Released on July 24, 2001, the band dropped its fourth studio album, the self-funded and ill-titled “Bleed American.” The album delivered, dominating my Rio 600 MP3 player. I’d deplete that single AA battery every week on my commute into the city, with Jimmy leading the charge–or should I say leading the drain?
A mere six weeks after its release, America did in fact bleed, as four coordinated suicide attacks changed the world forever.
With thousands dead, thousands injured, and innocence lost, I changed in ways I could have never imagined. I waited for more attacks. And waited. And waited. Maybe I’m still waiting?
Something about being four miles away from the slaughter of innocent office dwellers and then trapped on an urban island with no way home impacted me deeply. But that story is for another day; ultimately, I was fortunate.
“Hear You Me,” the sixth track on “Bleed American,” became my 9/11 anthem, a biblical passage. For weeks I would listen to the song, think of those who perished and cry my guts out.
I waited for the track to become a coping mechanism for the country, but instead, it only turned up in the dumbass snowboarding flick, Out Cold. But hey, the song helped me through some shitty times and still leads me back to that fateful day, the way only music can.

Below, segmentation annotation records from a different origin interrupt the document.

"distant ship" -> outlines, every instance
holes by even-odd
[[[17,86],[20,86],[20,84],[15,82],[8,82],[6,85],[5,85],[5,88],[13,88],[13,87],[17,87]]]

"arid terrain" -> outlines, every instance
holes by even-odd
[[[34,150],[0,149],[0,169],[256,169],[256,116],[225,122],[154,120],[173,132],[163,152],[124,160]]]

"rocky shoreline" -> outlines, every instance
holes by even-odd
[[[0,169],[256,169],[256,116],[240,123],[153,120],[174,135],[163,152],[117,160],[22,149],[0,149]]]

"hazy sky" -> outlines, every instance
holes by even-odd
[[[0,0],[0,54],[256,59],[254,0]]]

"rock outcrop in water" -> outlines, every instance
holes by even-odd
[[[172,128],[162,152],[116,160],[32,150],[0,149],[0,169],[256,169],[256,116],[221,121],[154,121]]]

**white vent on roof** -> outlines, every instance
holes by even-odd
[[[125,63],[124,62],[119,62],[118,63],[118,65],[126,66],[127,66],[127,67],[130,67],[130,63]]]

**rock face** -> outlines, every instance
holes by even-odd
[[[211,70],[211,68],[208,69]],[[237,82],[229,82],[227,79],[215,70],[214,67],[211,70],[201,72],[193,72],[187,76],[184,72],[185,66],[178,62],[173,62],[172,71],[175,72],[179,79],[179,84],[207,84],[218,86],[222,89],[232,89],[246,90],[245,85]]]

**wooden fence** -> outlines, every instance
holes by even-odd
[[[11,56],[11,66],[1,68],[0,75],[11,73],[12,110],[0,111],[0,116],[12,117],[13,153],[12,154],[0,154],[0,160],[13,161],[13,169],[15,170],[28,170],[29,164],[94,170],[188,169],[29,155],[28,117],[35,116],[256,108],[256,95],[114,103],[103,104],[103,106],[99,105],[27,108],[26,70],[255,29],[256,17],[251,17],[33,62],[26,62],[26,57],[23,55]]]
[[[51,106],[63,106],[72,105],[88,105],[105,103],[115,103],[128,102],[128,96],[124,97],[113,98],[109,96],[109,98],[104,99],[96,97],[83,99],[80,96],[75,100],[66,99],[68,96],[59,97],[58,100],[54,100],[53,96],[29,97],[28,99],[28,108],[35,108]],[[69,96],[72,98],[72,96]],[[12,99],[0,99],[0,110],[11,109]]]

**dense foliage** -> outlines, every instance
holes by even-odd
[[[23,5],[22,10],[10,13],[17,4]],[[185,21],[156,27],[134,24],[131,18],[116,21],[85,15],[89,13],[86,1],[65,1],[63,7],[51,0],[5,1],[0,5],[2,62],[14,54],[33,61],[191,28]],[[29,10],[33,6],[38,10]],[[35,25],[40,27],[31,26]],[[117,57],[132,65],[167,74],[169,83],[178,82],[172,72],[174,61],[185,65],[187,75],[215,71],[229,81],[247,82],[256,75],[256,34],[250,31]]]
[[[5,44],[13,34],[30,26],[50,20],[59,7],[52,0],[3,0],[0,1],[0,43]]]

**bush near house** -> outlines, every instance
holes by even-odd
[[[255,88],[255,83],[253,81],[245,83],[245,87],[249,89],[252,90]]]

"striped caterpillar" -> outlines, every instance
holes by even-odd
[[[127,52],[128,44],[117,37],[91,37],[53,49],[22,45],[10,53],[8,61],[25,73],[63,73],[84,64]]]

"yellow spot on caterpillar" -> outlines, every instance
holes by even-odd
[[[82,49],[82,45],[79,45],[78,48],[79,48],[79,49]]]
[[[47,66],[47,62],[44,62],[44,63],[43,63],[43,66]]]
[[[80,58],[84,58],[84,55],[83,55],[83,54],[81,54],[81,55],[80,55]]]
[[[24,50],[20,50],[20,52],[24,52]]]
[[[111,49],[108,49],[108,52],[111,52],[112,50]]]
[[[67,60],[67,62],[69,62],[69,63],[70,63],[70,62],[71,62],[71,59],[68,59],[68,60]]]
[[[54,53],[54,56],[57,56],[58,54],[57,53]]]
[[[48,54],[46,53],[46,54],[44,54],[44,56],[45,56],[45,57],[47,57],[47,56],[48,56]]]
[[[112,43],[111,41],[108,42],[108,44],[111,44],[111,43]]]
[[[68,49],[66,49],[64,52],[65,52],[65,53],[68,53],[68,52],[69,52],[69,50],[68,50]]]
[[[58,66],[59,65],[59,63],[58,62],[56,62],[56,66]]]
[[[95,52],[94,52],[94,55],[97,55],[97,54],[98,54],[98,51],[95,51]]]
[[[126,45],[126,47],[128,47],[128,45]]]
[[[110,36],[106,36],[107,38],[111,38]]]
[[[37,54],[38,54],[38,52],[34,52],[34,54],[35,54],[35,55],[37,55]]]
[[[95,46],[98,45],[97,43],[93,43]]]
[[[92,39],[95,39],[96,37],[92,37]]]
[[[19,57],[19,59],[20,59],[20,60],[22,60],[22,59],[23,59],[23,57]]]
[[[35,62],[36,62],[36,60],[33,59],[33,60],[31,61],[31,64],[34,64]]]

Perhaps that’s why I’ve never loved “The Middle,” the song that went on to be Jimmy Eat World’s highest-charting song (It hit number five on the US Billboard Hot 100 in 2002). It’s not bad. But it’s not their best. Not even close.
But “The Middle” went to the top of the playlist and crossed over to many Top 40 radio stations. It’s also one of the last examples I can recall of a music video helping catapult a band to success. I guess young people in underwear will do that.
For my money, “A Praise Chorus” was the jam. Super lyrics and a lot of fun to sing along to. Try not to join in, “crimson and clover…over…and over.” Plus, if this song doesn’t inspire you to get off your ass and do something with your youth, I’m not sure what will!
In the autumn of 2004, Jimmy Eat World released their fifth studio album, “Futures.” Featuring a bit less gloss and more complex guitar work, I fell fast. As the band matured, it became evident they were going for a more sophisticated sound, but the underlying aggression was still bubbling under the surface.
The lonely illuminated phone booth on the album’s cover made it difficult to determine if “Futures” was about the past or present. Songs like “Futures, ” “Pain,” and “Nothing Wrong” are truculent, while “Drugs Or Me,” “23,” and “Polaris” feel more like a space odyssey. But “Work” and “Kill,” two songs seemingly about escape, remain my faves.
Futures’ 11 songs deliver 50 minutes of highly-listenable music with zero excuses to skip a track.
The 2005 EP, “Stay On My Side Tonight,” contained three new tunes, including “Closer,” a track that always gets me hyped for the wah-wah-pedal-effected, blistering guitar solo ending. The song embodies the Jimmy Eat World spirit of straddling multiple worlds, yet none at all.
From this point on, I appreciated Jimmy’s ability to produce new music consistently, delivering a new album every three years or so.
The irony is not lost on me: the band that captured my heart by delivering an unpredictable and diverse sound has maintained my love by producing dependable and easily-identifiable music at a steady cadence for over a decade. Just don’t call it “mature emo.”
“Chase This Light” – 2007
“Invented” – 2010
“Damage” – 2013
“Integrity Blues” – 2016
“Surviving” – 2019
All solid albums with standout tracks on each. And 2021 brought about “The Phoenix Sessions,” livestream events where the band played the “Surviving,” “Futures” and “Clarity” albums in their entirety.
Jimmy Eat World’s latest track, “Something Loud” is out now. And, yeah, of course it’s good.
As many of us age out of music that once defined us, we’re forced to wrestle with the question, ”What changed? The music or us?” When it comes to me and Jimmy Eat World there is no question that we are growing together, while staying true to who we are…who we’ve been…and who we will always be.
This post is a salute to Jerry Rubino and all of my fellow human beings who profoundly impact life without ever knowing it. Go out there and turn a kid onto some new music; they might thank you decades later.